After switching to Torq Hyperautomation, the time it took Lennar to resolve a phishing attack dropped from hours to just minutes. This freed up their security experts to focus on more important work, like hunting for major threats.
Before we had Torq, we would do a lot of manual phishing remediation, which was a big time-taker. We would spend hours and hours. With Torq, we’ve significantly reduced the amount of time spent on phishing, which allowed us to further refine our other tools and alerts.
Daniel Gross, Senior Operations Analyst, Lennar
Win the Phishing War with Automated Phishing Response
Phishers are only going to get better at what they do, especially as they become more sophisticated in their use of AI. The only way for today’s stretched-thin security teams to keep up is with automated phishing response.

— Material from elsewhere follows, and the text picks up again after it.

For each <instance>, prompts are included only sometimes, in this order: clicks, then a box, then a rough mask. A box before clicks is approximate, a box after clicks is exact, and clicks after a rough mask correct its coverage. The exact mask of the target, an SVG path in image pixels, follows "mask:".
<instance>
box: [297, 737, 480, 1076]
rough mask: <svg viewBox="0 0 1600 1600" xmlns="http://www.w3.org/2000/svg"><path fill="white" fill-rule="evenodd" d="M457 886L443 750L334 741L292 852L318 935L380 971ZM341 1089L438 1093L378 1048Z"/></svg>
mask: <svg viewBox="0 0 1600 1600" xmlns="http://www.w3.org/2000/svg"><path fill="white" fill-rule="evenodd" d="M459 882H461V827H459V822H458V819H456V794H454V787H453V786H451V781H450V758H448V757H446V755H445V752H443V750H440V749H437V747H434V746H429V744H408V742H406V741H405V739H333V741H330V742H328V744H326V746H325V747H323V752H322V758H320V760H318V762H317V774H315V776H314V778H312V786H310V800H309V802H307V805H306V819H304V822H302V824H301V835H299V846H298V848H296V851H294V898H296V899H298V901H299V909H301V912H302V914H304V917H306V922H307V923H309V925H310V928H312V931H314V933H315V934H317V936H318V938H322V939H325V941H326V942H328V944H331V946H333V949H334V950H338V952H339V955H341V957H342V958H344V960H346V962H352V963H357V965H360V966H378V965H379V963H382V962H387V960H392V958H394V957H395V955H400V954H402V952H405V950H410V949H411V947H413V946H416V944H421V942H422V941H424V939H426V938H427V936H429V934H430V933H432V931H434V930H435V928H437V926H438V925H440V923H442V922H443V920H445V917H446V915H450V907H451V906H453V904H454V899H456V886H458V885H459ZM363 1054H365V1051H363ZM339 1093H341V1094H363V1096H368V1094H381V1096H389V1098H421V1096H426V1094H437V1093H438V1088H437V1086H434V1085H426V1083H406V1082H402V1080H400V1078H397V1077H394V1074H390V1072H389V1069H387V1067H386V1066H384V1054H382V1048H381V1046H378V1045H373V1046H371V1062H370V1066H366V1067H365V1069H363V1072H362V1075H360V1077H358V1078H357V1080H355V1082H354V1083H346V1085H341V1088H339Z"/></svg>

Anti-phishing automation eliminates the noise from low-level phishing alerts and frees up analysts to focus on more critical threats. It also enables immediate, consistent, and accurate phishing incident response, reducing human error and minimizing the potential impact of a breach.
A truly effective automated phishing defense relies on the ability to connect and orchestrate every tool in your security stack. With Torq’s limitless integrations, you can automate any phishing tool and process, creating a unified and automated response to neutralize phishing threats across your entire environment.